Côté pack aussi, les rayons des grandes surfaces alimentaires inspirent la cosmétique. Et ce, depuis l’origine chez Lush : «C’est à la fois pour des raisons économiques et du fait d’un goût prononcé pour l’épicerie que les créateurs de Lush ont choisi ces concepts de packagings et de formules, comme ces savons ressemblant à des meules de fromage, et de boutiques où l’on peut voir, toucher et sentir comme sur un marché», explique Feriel Tahi, responsable de la communication. Chez Les Secrets de Léa, les pots ressemblent à des conserves. Melvita et L’Occitane (la même maison mère) sont allées un cran plus loin, adoptant la stérilisation UHT pour leurs soins apaisants.

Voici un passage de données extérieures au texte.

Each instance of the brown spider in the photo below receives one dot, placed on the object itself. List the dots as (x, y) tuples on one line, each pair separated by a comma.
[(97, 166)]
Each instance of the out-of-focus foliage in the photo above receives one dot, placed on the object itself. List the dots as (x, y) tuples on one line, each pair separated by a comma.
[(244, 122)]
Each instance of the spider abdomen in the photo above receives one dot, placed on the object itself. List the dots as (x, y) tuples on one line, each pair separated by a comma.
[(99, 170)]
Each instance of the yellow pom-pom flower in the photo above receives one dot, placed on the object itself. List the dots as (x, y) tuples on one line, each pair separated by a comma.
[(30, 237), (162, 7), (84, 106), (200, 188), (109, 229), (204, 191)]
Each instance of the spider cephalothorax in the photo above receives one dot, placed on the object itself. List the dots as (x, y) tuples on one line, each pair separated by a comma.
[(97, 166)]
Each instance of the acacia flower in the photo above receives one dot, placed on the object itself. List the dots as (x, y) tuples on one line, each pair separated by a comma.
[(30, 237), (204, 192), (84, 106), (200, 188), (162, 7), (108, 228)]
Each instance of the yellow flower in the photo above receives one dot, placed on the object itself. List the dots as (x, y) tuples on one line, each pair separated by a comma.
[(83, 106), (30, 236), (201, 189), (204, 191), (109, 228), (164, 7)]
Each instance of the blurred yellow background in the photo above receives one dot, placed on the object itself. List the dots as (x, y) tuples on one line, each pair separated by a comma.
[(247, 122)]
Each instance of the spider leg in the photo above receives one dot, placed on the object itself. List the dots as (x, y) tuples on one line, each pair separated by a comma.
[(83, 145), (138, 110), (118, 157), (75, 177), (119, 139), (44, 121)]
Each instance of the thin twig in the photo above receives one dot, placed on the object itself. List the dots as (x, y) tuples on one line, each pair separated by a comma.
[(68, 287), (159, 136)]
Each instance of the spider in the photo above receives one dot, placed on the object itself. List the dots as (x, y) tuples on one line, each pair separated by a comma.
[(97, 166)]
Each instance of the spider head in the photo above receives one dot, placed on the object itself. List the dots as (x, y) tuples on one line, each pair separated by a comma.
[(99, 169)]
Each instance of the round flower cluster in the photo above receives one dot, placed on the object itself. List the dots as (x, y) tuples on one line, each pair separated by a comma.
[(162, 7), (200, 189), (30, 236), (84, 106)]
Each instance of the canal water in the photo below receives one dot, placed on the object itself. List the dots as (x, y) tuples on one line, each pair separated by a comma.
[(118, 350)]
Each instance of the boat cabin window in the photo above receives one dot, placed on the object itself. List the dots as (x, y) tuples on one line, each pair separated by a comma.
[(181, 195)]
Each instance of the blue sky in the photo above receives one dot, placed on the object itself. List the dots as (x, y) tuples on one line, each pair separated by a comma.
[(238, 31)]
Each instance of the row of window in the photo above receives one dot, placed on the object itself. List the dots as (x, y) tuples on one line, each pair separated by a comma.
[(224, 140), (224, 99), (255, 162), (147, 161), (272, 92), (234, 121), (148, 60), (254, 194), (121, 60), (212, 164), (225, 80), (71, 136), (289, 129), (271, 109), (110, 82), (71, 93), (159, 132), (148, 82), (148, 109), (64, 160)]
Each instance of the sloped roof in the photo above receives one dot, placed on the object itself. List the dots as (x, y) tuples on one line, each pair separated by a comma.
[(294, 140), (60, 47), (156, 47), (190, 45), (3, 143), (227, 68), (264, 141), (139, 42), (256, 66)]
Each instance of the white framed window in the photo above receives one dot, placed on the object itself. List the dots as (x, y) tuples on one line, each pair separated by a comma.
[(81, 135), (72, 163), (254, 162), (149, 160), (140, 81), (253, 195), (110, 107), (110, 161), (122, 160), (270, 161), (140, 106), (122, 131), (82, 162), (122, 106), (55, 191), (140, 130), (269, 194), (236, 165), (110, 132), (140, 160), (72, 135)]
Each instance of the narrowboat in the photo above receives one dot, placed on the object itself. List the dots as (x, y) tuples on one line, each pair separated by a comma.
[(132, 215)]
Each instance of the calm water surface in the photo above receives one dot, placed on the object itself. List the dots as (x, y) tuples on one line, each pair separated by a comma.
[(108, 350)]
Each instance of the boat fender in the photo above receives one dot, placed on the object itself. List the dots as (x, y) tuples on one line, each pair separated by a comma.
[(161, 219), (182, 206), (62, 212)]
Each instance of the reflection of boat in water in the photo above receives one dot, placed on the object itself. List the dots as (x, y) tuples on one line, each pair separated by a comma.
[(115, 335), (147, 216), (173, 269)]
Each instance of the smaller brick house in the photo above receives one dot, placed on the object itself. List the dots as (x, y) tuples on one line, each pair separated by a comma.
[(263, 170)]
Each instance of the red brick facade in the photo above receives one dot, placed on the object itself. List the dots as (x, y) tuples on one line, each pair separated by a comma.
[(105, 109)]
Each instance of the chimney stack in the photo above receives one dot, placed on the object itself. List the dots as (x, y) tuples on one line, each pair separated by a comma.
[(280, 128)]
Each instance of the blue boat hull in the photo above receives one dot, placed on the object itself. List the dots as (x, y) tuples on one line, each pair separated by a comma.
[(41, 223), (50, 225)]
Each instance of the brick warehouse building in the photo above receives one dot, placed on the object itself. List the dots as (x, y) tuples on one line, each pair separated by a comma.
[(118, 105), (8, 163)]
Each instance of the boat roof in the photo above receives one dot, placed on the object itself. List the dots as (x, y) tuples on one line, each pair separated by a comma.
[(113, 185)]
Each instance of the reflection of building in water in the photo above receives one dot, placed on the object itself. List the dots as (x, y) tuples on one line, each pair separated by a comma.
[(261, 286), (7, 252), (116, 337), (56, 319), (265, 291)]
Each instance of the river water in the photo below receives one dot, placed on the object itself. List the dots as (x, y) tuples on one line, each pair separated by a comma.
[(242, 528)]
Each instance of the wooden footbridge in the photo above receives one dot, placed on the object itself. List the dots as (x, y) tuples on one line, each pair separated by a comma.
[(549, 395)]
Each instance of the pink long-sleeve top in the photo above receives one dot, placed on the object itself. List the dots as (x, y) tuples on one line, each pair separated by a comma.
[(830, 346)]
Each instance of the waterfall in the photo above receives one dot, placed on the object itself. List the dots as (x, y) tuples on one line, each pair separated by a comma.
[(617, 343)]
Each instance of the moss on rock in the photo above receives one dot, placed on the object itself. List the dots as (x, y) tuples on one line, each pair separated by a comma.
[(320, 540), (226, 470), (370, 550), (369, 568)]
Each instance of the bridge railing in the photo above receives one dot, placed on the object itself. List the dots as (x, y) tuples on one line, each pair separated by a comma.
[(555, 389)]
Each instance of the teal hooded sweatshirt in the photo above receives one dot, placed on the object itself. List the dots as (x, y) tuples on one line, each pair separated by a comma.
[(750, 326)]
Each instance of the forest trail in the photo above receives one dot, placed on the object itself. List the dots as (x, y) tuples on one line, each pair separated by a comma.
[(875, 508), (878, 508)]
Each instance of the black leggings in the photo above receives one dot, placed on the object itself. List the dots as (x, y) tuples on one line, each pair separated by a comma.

Des labels alimentaires à l’outrance marketing

Last but not least, ce sont les labels qui passent d’un secteur à l’autre, presque sans limite. Le mouvement a probablement commencé avec Cosmébio, inspiré à l’origine par la promotion des cultures sans pesticides, donc pensé pour l’alimentaire. Aujourd’hui, il se poursuit avec la vague des cosmétiques se revendiquant vegan. Chez Lush, une grande partie du catalogue l’est. Si cette tendance vient contenter les consommateurs végétariens, il s’agit avant tout de conviction éthique, présentée par l’enseigne comme un engagement contre la cruauté envers les animaux…

La passerelle entre les deux secteurs ainsi construite, le labelling prend des tournures de plus en plus étonnantes. Comment comprendre les cosmétiques Gluten free qui, certes, peuvent plaire aux nouveaux adeptes du régime sans gluten, mais ne semblent pas scientifiquement se justifier pour des produits par absorption topique ?

Et évidemment la certification religieuse, désormais bien visible en alimentaire, qui a fini par entrer dans la danse. Evonik, fournisseur allemand de matières premières, a fait certifier halal 112 de ses ingrédients soin, dont 29 silicones. Les marques de parfum devront-elles bientôt créer un alcool certifié halal ou des formules sans alcool pour exporter vers ces marchés ?

«Ce qu’on ne peut pas manger, on ne le met pas sur la peau»C’est le credo de la marque néerlandaise du Dr Alkaïtis dont tous les produits, utilisant aloe vera, beurre de karité, huiles, extraits de plantes et vitamines, sont comestibles ! Une tendance qui fait tache d’huile. Au début, on a vu – et c’était logique – des baumes lèvres comme chez Sanoflore et un exfoliant lèvres Bubble gum chez Lush. Puis Too Faced a lancé ses palettes Chocolate Bar qui, non seulement ont la couleur et l’odeur du cacao, mais que l’on peut aussi manger ! Et Gattefossé propose certains de ses actifs utilisés en pharmacie par voie orale pour une utilisation également topique.